How to fix "TypeError: 'int' object is not subscriptable in the rfind(os.sep.path) + 1:"

I am trying to classify my input image using pre-trained labels and matching that with the label inserted into the input image file name like : "my_name.png" ; which is also there in the label.pickle "my_name"
def onClassify(self):
IMAGE_DIMS = (96, 96, 3)
image = cv2.imread("C:/Users/Jimit Vaghela/PycharmProjects/Image Classification/gui /cap_images/fold_1/jimit_Image_202084T132225.png")
output = image.copy()
# pre-process the image for classification
image = cv2.resize(image, (IMAGE_DIMS[1], IMAGE_DIMS[0]))
image = image.astype("float") / 255.0
image = img_to_array(image)
image = np.expand_dims(image, axis=0)
# load the trained convolutional neural network and the label
# binarizer
print("[INFO] loading network...")
model = load_model("C:/Users/Jimit Vaghela/PycharmProjects/Image Classification/gui/classifier/")
lb = pickle.loads(open("C:/Users/Jimit Vaghela/PycharmProjects/Image Classification/gui/labelbin.pickle", "rb").read())
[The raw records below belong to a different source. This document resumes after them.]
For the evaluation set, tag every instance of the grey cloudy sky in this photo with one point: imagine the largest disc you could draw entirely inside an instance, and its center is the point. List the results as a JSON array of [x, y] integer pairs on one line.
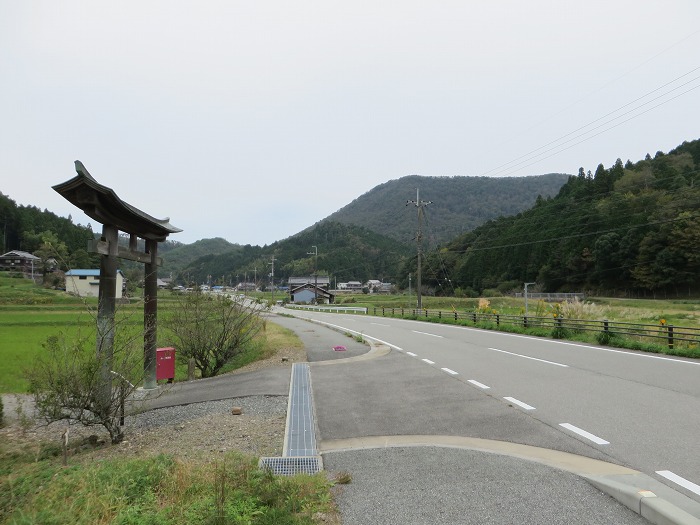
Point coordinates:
[[253, 120]]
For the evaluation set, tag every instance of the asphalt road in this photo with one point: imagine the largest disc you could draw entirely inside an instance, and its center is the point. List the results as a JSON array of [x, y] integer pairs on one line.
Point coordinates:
[[627, 408]]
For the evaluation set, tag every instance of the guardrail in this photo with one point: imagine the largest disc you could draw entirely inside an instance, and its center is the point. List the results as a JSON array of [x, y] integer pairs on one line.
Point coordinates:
[[668, 334], [337, 309]]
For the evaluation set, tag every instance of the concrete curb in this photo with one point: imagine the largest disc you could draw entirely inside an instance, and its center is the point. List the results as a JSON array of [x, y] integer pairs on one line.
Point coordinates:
[[654, 501]]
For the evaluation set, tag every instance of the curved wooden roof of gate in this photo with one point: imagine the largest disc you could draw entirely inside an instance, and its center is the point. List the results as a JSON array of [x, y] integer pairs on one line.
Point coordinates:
[[103, 205]]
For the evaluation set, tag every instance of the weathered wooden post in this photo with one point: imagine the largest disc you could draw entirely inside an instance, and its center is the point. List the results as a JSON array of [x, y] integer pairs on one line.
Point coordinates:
[[103, 205]]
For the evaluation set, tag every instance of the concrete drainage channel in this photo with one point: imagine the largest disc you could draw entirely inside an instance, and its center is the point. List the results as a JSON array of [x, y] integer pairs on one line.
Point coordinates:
[[300, 455]]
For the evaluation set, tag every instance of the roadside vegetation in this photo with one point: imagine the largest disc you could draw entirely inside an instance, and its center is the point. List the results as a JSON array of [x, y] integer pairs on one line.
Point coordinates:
[[37, 485], [162, 489]]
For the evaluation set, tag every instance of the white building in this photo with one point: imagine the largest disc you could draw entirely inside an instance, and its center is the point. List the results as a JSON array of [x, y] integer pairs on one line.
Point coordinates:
[[86, 283]]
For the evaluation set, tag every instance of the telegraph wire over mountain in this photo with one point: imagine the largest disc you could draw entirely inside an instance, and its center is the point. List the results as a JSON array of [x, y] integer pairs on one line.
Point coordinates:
[[541, 153]]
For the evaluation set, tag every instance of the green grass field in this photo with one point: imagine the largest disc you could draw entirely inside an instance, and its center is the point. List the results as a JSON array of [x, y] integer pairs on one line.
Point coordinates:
[[25, 326]]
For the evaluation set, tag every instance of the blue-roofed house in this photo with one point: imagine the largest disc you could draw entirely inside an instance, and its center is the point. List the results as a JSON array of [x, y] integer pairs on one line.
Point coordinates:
[[86, 283]]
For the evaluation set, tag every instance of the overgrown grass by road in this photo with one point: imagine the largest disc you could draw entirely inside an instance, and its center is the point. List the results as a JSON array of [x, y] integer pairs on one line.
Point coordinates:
[[25, 325], [156, 490]]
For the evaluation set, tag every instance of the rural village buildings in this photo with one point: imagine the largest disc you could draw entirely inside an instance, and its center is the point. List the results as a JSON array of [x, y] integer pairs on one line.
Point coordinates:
[[86, 283]]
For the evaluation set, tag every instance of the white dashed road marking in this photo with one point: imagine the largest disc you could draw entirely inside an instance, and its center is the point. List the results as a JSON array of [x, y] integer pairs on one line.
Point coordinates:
[[519, 403], [532, 358], [583, 433], [679, 480]]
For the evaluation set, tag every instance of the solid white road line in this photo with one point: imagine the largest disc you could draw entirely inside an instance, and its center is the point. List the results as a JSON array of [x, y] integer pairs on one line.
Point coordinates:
[[679, 480], [426, 333], [583, 433], [519, 403], [532, 358]]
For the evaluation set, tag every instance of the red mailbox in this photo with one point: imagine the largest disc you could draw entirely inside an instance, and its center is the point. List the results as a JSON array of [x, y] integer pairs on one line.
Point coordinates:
[[165, 363]]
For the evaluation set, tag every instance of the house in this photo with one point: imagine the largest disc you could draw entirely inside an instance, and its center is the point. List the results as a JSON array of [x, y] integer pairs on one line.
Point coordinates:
[[373, 285], [353, 286], [323, 281], [19, 261], [86, 283], [308, 293]]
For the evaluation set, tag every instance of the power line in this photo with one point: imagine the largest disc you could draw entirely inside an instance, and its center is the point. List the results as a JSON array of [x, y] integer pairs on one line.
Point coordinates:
[[508, 167]]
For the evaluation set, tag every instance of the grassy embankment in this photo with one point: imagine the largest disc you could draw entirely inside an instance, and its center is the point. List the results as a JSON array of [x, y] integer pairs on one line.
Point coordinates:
[[36, 488]]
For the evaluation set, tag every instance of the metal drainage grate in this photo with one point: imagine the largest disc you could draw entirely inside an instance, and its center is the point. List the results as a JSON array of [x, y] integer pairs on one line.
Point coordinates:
[[290, 466], [300, 434]]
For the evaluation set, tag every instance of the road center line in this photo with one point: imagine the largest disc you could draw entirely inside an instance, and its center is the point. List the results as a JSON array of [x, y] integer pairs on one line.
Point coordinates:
[[426, 333], [519, 403], [679, 480], [583, 433], [532, 358]]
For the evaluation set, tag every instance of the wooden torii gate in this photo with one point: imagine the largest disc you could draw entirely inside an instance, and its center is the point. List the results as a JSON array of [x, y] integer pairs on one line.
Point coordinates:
[[104, 206]]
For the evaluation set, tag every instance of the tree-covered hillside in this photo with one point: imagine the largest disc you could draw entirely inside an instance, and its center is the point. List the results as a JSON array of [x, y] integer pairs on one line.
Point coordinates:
[[630, 229], [459, 204], [32, 230], [345, 253]]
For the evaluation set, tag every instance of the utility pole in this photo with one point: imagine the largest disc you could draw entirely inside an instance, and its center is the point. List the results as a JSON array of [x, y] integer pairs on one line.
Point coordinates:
[[419, 237], [315, 252], [526, 285]]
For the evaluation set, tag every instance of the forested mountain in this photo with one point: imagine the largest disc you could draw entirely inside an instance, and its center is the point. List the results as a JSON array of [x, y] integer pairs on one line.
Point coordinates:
[[32, 230], [345, 252], [631, 229], [459, 204]]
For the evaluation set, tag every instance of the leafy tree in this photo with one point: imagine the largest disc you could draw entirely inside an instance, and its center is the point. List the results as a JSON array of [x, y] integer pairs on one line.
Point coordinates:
[[212, 329]]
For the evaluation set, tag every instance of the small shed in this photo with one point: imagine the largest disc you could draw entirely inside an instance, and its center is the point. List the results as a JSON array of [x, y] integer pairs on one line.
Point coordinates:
[[86, 283], [19, 261], [308, 292]]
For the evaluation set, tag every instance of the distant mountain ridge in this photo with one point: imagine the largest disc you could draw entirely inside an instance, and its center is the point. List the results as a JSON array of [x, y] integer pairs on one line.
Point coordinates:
[[459, 204]]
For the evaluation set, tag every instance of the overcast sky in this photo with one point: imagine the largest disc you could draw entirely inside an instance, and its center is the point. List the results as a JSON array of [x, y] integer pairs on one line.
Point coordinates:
[[253, 120]]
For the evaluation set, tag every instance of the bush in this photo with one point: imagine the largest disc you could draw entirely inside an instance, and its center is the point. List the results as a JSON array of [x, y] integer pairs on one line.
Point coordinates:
[[605, 338]]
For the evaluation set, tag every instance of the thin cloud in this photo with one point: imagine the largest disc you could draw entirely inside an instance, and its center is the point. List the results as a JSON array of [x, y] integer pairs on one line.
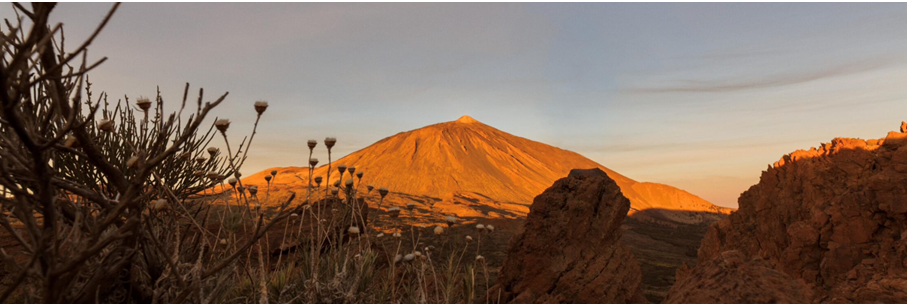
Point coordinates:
[[701, 86]]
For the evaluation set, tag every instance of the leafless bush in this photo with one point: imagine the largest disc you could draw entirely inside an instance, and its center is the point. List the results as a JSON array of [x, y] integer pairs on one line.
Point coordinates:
[[97, 204]]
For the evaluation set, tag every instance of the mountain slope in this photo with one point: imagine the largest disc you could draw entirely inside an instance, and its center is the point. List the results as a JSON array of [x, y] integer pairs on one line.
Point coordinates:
[[466, 158]]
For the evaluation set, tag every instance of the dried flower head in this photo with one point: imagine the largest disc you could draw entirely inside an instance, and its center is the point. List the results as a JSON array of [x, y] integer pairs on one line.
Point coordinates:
[[132, 161], [160, 204], [106, 125], [330, 142], [143, 103], [261, 106], [222, 125]]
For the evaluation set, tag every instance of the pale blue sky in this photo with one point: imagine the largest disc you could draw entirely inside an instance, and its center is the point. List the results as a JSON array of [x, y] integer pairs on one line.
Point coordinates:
[[699, 96]]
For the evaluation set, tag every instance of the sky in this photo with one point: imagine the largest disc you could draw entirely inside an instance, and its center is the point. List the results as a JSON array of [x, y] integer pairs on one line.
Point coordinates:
[[698, 96]]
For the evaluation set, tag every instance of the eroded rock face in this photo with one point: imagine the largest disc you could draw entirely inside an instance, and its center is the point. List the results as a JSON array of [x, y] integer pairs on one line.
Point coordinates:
[[834, 217], [731, 278], [569, 251]]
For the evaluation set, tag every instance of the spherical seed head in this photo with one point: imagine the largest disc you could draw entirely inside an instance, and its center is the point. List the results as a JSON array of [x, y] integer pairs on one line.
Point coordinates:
[[71, 141], [106, 125], [160, 204], [132, 161], [222, 125], [261, 106], [143, 103], [330, 142]]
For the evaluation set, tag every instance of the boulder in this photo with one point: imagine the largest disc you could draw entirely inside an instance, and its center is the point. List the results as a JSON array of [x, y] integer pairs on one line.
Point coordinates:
[[569, 249]]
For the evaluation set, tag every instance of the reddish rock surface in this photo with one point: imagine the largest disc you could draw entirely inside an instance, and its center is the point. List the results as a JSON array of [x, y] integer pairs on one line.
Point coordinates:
[[731, 278], [569, 250], [834, 217]]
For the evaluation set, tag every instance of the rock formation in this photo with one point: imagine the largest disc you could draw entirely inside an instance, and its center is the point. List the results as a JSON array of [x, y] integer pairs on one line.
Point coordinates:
[[834, 217], [569, 251], [731, 278]]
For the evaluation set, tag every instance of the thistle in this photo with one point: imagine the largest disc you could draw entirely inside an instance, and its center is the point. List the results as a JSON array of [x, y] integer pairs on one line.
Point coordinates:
[[261, 106], [143, 103], [106, 125], [222, 125]]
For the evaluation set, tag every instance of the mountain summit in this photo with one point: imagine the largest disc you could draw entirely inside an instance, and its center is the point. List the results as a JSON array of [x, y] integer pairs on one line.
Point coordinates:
[[466, 158]]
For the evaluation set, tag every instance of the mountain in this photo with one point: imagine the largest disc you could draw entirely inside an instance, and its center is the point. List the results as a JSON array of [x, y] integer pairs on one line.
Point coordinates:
[[466, 161]]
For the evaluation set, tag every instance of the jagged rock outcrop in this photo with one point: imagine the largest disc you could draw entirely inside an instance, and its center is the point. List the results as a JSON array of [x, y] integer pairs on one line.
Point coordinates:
[[834, 217], [569, 250], [731, 278]]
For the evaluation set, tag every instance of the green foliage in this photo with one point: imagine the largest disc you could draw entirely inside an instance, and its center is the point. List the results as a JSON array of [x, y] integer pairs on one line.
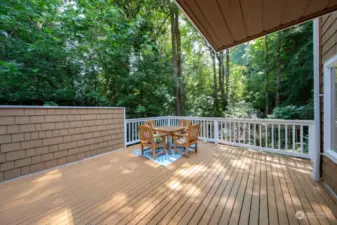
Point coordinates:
[[292, 112], [113, 53], [241, 109]]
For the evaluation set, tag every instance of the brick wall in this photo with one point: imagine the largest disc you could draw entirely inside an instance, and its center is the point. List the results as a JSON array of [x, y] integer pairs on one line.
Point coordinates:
[[34, 139]]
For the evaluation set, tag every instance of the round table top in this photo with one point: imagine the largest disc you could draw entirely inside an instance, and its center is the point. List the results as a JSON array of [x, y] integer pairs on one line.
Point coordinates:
[[169, 129]]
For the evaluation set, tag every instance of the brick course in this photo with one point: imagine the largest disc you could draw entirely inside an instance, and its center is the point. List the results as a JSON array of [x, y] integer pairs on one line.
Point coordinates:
[[34, 139]]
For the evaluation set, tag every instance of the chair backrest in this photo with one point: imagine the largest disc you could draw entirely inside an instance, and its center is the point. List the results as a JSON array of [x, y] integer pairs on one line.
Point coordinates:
[[193, 132], [145, 134], [185, 123], [150, 123]]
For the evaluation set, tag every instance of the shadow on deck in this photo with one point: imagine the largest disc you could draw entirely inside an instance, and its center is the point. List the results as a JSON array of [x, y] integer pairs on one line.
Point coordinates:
[[218, 185]]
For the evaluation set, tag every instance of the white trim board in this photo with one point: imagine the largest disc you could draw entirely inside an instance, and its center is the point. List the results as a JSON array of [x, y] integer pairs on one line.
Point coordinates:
[[329, 109]]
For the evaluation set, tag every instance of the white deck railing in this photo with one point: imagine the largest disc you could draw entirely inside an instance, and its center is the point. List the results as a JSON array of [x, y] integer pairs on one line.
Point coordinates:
[[288, 137]]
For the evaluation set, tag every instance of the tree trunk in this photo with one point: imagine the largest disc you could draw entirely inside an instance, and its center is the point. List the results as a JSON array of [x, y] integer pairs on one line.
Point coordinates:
[[278, 69], [227, 76], [266, 73], [174, 58], [215, 86], [221, 78], [179, 65]]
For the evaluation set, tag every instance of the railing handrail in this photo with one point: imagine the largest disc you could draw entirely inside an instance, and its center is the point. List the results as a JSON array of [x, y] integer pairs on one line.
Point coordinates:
[[147, 118], [248, 120]]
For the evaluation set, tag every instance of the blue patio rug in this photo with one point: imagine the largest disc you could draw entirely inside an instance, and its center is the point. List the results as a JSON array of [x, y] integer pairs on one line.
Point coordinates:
[[163, 159]]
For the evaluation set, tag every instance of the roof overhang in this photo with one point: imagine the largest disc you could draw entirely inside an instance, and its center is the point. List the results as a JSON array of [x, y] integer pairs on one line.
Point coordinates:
[[226, 23]]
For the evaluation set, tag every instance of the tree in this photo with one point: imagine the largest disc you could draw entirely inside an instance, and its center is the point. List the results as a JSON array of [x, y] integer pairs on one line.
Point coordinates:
[[266, 74], [278, 69], [227, 76]]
# classify the input image
print("[INFO] classifying image...")
proba = model.predict(image)[0]
idx = np.argmax(proba)
label = lb.classes_[idx]
# we'll mark our prediction as "correct" of the input image filename
# contains the predicted label text (obviously this makes the
# assumption that you have named your testing image files this way)
filename = "jimit_Image_202084T132225.png".rfind(os.path.sep)[+1:]
correct = "correct" if filename.rfind(label) != -1 else "incorrect"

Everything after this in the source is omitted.